2. What is one action companies can take to further balance their talent attraction strategies? 

It’s a case of taking more positive action, to encourage applicants from a broader talent pool. Again, this shouldn’t be limited to gender, but all protected characteristics. A diverse culture is a richer culture and we should be looking to take positive strides to directly target a broader pool of talent. Again, flexibility is key: if expectations are clear and agreed, and individuals are supported, flexibility can really work in our industry.

3. What is your top advice for making job descriptions more inclusive?  

Be really conscious of language that can be discouraging to applicants, even without you realising it. What words/language may be discouraging to people? Yes, we can write statements about flexibility to encourage applicants, but we also have to be very mindful of what we may write that may be, subconsciously to us, unappealing to some demographics.

4. What can organisations do to shift pre-conceived conceptions about flexible working?

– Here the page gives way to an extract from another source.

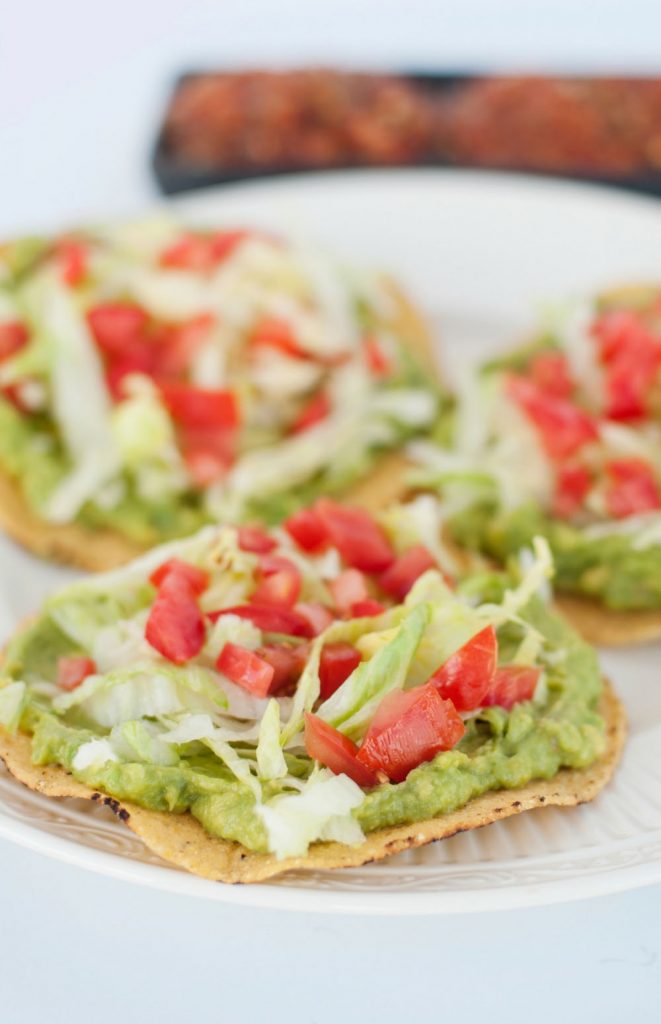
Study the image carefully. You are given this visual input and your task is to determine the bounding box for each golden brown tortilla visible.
[0,281,438,571]
[555,594,661,647]
[0,683,626,883]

It’s the same with any change: it doesn’t happen because we say it is going to happen. It’s happening because we live and breathe it every day in the way we act and the way we behave, consistently and over time. Companies need to be clear on what flexible working means; how much flexibility? Clarity is absolutely crucial to remove any ambiguity and give people freedom within the framework that is set. Then, as mentioned before, it’s really about sticking to it, living it and breathing it.

5. How can organisations support their employees in raising awareness against bias? 

Training is everything: unconscious bias is just that, unconscious. Until someone brings it into your conscious. So, 1 it’s really making people aware, through training, of what unconscious bias is and 2 creating an environment of feedback and accountability where we call out any bias amongst us. That’s the way to really tackle it.